Allegedly "Oscar" was portrayed by several chimpanzees in the film.

Although studies suggest that chimpanzees are capable of committing acts of altruism, Oscar's adoption is the first instance of such an action by the species to be documented on film.

===Music===
The McClain Sisters wrote and performed the song "Rise" to be featured as the end credits song for Chimpanzee. The song was released on iTunes on March 23, 2012 and peaked at #4 on Billboard's Kid Digital Songs charts. Its release was in support of Disney's Friends for Change.

==Release==
Chimpanzee had its world premiere at Walt Disney World's Downtown Disney in Lake Buena Vista, Florida. Among the attendees were directors Alastair Fothergill and Mark Linfield, producer Don Hahn, and primatologist Jane Goodall.

Similar to past Disneynature releases, a portion of the film's opening week proceeds were donated to the Jane Goodall Institute for the "See Chimpanzee, Save Chimpanzees" program to help protect chimpanzees and their habitats. Disney donated $0.20 of every ticket sold, with $100,000 being the bare minimum.

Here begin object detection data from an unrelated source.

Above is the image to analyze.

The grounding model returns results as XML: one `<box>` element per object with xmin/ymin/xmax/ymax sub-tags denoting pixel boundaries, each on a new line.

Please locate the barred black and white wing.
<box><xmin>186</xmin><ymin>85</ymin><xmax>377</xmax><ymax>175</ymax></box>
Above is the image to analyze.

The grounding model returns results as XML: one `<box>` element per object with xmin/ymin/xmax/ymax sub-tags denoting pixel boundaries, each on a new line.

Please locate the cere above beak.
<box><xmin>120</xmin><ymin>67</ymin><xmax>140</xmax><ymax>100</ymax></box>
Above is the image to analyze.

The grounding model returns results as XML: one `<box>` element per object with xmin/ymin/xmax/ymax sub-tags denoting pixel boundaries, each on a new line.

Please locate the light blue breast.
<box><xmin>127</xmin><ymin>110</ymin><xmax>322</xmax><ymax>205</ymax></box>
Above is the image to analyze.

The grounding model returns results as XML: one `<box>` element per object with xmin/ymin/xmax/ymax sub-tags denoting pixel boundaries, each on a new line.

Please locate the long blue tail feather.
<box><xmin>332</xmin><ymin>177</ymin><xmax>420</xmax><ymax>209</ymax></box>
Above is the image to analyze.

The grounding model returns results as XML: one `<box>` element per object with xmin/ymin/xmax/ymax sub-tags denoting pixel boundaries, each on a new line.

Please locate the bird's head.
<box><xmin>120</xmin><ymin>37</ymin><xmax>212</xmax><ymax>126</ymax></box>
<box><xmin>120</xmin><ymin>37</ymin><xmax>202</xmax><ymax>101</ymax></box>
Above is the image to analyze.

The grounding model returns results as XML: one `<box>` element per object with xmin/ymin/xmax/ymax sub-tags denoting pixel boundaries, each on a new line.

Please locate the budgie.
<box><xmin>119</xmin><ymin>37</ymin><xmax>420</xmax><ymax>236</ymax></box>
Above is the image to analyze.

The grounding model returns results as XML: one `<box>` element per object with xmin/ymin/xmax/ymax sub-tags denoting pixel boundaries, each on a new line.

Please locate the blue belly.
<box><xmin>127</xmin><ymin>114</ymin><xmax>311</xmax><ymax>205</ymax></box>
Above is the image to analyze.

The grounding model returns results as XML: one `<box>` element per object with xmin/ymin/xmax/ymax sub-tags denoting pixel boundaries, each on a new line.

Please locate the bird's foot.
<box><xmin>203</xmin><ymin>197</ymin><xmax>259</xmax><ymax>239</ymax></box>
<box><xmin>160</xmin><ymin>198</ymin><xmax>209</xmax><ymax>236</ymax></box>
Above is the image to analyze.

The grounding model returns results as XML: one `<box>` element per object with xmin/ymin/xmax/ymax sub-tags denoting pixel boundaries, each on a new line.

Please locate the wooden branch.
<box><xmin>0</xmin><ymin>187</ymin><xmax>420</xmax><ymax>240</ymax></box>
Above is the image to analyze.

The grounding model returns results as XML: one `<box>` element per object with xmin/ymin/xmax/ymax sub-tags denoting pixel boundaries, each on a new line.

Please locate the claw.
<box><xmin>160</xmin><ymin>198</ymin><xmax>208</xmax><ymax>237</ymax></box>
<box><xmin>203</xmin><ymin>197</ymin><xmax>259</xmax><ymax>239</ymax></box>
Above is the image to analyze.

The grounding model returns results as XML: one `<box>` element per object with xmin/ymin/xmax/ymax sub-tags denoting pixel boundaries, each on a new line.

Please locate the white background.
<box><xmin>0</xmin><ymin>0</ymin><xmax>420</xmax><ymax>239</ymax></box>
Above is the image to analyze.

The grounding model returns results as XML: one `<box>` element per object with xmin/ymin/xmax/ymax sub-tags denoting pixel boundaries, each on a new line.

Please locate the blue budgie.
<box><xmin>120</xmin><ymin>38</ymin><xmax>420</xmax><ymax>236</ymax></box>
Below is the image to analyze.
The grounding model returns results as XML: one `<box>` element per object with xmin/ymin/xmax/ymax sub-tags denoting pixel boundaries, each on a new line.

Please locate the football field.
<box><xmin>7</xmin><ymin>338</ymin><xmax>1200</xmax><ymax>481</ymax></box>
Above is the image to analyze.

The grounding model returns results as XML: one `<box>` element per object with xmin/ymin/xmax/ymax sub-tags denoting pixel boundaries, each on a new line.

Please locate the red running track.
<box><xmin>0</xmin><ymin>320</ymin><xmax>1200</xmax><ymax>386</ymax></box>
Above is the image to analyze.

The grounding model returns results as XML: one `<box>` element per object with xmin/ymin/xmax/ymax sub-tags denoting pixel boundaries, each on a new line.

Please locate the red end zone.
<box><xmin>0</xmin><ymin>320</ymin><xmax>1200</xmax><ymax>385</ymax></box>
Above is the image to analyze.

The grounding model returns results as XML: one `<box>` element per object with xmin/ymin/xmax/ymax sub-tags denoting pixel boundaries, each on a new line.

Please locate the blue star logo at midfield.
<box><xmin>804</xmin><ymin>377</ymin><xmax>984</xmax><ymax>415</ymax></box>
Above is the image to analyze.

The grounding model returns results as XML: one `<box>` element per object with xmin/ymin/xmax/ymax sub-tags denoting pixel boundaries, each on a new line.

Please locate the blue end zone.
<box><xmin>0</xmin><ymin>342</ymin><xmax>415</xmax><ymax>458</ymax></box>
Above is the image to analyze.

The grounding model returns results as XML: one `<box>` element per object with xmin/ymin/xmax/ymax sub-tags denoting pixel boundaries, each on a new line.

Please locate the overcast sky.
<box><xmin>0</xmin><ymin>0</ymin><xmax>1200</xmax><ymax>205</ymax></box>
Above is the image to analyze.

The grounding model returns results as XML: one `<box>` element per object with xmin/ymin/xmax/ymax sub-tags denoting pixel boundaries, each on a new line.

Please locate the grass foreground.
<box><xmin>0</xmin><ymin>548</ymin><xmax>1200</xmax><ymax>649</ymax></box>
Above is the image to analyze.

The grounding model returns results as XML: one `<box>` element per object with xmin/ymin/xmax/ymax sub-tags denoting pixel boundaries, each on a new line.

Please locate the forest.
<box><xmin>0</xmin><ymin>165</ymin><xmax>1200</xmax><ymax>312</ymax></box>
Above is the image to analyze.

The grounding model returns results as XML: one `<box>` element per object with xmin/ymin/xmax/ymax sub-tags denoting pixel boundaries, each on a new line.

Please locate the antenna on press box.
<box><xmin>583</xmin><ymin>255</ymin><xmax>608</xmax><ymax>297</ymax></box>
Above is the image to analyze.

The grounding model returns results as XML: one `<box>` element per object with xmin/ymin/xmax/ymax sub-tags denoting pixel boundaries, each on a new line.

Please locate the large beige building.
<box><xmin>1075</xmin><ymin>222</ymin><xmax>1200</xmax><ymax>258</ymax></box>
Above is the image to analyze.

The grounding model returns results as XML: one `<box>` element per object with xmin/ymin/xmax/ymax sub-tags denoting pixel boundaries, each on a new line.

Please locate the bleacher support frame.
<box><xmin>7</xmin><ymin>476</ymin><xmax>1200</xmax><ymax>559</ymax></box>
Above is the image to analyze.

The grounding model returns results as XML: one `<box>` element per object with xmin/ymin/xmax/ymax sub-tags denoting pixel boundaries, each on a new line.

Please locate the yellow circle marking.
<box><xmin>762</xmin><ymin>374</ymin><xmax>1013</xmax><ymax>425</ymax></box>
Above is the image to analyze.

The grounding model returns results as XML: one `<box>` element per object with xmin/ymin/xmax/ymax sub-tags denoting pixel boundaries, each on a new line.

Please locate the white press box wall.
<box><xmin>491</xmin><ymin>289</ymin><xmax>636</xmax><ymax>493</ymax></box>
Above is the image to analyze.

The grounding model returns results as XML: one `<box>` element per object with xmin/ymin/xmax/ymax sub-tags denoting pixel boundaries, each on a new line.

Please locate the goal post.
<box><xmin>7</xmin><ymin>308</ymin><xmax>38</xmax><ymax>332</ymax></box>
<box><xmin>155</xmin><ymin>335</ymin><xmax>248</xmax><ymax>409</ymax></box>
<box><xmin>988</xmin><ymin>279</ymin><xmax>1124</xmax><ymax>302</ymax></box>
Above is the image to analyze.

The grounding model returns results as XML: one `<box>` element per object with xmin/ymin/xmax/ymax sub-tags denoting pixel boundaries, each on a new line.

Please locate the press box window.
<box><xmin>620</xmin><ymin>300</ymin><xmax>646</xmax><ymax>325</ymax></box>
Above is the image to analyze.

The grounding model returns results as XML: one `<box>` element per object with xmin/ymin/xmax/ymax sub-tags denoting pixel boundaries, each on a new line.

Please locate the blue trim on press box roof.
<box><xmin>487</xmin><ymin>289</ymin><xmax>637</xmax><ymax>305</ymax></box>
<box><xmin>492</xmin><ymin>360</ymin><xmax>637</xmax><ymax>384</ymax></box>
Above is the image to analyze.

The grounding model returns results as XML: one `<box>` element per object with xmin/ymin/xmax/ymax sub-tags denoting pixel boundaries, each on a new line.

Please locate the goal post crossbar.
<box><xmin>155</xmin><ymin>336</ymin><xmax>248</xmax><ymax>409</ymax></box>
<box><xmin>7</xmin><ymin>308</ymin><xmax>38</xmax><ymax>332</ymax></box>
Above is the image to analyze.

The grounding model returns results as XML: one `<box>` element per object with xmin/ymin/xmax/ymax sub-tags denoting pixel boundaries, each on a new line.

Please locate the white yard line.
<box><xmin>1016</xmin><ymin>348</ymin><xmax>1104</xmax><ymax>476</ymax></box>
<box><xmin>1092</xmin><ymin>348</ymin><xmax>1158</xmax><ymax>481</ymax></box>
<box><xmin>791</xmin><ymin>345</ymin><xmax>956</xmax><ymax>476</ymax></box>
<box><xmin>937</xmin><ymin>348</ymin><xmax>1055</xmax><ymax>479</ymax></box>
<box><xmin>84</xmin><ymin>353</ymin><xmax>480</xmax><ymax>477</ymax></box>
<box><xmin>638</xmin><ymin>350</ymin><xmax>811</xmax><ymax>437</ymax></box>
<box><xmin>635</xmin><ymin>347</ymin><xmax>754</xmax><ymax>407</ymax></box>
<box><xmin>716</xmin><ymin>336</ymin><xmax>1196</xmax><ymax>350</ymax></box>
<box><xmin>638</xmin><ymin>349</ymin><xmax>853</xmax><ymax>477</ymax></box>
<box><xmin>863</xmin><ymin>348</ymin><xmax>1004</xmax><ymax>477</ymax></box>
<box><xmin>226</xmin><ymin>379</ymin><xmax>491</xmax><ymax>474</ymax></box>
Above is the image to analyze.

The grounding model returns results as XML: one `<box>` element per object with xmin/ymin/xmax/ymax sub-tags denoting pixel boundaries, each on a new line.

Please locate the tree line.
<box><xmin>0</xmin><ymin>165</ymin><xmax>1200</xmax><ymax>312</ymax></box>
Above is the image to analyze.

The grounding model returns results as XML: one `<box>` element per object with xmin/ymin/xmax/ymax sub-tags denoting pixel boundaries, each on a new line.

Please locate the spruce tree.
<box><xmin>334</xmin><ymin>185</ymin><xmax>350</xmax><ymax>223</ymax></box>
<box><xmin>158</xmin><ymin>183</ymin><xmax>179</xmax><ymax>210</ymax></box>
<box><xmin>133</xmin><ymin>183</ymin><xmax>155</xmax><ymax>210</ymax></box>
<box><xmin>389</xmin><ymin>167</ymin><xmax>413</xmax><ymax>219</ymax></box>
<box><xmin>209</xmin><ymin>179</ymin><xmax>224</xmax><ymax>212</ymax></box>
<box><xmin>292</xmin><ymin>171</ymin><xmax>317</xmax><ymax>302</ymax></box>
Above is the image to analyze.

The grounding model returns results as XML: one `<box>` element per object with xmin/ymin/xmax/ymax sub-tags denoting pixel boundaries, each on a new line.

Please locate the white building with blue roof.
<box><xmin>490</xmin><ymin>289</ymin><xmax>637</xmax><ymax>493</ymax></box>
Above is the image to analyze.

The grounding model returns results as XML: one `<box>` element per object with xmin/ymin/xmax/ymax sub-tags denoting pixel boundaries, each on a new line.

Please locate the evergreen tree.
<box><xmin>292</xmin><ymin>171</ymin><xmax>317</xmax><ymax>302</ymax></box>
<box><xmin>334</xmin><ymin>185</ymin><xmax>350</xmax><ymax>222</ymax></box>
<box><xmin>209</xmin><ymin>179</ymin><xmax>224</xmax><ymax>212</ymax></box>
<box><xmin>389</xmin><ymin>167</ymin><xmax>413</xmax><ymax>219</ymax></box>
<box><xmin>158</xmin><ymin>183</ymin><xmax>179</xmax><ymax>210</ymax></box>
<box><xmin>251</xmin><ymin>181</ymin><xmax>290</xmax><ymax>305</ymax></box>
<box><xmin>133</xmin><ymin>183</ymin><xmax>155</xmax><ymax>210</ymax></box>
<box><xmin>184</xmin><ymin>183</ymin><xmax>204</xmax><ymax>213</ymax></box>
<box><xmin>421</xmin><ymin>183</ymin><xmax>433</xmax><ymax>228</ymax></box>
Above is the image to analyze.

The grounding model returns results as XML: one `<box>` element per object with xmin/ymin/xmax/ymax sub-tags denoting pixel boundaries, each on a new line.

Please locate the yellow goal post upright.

After the film's successful debut, Disney extended the campaign into the second weekend.

The film was released in the UK on 3 May 2013.

== Reception ==
===Box office===
Chimpanzee earned $10.7 million in its opening weekend.

=== Critical response ===
On the review aggregator Rotten Tomatoes, the film holds an approval rating of 74% based on 97 critics, with an average score of 6.5/10. The website's consensus reads: "Chimpanzee often anthropomorphizes its subjects, but it's a beautifully filmed, remarkably intimate look at the lives of a family of primates". Metacritic, which uses a weighted average, assigned the film a score of 57 out of 100, based on 23 critics, indicating "mixed or average" reviews. CinemaScore audiences gave the film a grade "A" rating on an A+ to F scale.

=== Accolades ===
The film received a nomination for Best Live Action Family Film at the 2012 Phoenix Film Critics Society Awards.